映画化決定の小説『アインが見た、碧い空。』
小説と専門家の解説が融合した本書『アインが見た、碧い空。 あなたの知らないベトナム技能実習生の物語』は、日本の技能実習制度の深層を知るための作品です。著者は近藤秀将氏で、彼はベトナム国立フエ科学大学の特任教授として活動する傍ら、技能実習生の教育にも関与しています。サブタイトルが示す通り、この書籍は単に物語を語るだけでなく、現実の問題を掘り下げ、読者に考えさせる内容となっています。

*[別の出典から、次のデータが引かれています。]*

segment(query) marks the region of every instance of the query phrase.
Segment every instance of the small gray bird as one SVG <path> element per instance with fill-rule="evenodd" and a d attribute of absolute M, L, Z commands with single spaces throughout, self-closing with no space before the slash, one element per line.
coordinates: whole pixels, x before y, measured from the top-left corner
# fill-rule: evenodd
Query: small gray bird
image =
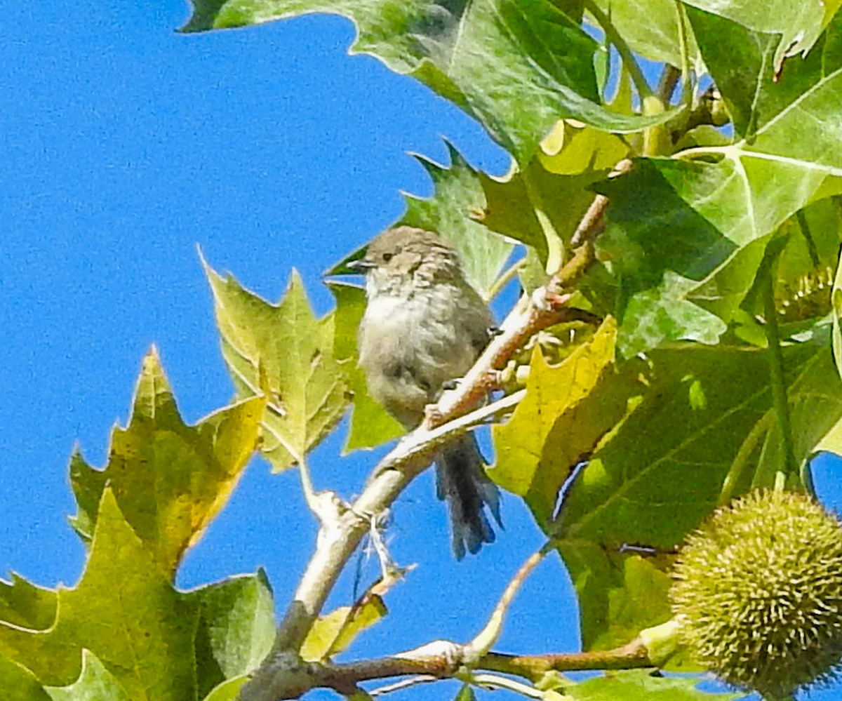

本書では、ベトナムの大学を卒業したアインが、日本の技能実習制度に参加する過程が描かれています。労働条件の厳しさやキャリアの搾取等、アインと彼女を取り巻く人々の試練や成長がリアルに描かれ、また、各シーンには専門家の説明が加えられ、制度の実態が浮き彫りになります。この組み合わせが、読者に深い理解を促します。
技能実習制度を巡る状況とは?
本書は、日本の技能実習制度が直面している問題についても触れています。近年、アメリカ国務省からの指摘により、制度の存在が悪用されている事例が報告されており、日本政府においても見直しが必要とされています。特に、実習生が抱えるリスクや、経済的な側面から制度が作るキャリアの搾取について掘り下げており、誰もが理解できる形で情報を提示しています。
実写映画『縁の下のイミグレ』の原案作品
『アインが見た、碧い空。』は、2023年に公開予定の実写映画『縁の下のイミグレ』の原案となっています。この映画は、監督のなるせゆうせい氏によって制作され、社会問題をテーマにしたブラックコメディタッチで描かれる予定です。アジアの技能実習生と日本社会の関係を、映像を通じて新たな切り口で訴える作品となるでしょう。公式サイトやTwitterも開設され、期待が高まっています。
特別講演会への招待
さらに、書籍を購入した読者には特典として著者による特別講演会が無料で招待されます。この講演では技能実習制度に関する深い洞察が得られる貴重な機会となるため、興味のある方はぜひご参加ください。(詳細は公式サイトを参照)
本書のあらすじ
物語の軸となるのは、夢を抱いて日本に渡った技能実習生アインです。彼女は金銭的な理由から学歴を詐称し、過酷な状況で働きずつけられます。そんな中、アインの友人が実習先から失踪する事件が発生。アインは、自身の未来がどれほど犠牲にされているのかを痛感します。しかし、彼女をサポートしようとする人々の存在に気づき、復活への道を模索し始めます。
近藤秀将氏のプロフィール
著者の近藤氏は、技能実習生の問題に真摯に向き合ってきた人物であり、実務専門家としての経験も豊富です。若者たちの将来を守るための活動を通じて、多文化社会の重要性を訴えてきた背景がこの作品にも色濃く表れています。
書誌情報
- - 書名:『アインが見た、碧い空。 あなたの知らないベトナム技能実習生の物語』
- - 著者:近藤秀将
- - 価格:1,800円+税
- - 頁数:368ページ
- - 判型:四六判・並製
- - ISBN :9784991209147
- - 発売日:2022年11月5日
このように、本書『アインが見た、碧い空。』は単なる小説にとどまらず、技能実習制度とその周辺に関わる問題を深く考察した重要な一冊です。興味のある方にとって、読むべき価値がある作品と言えるでしょう。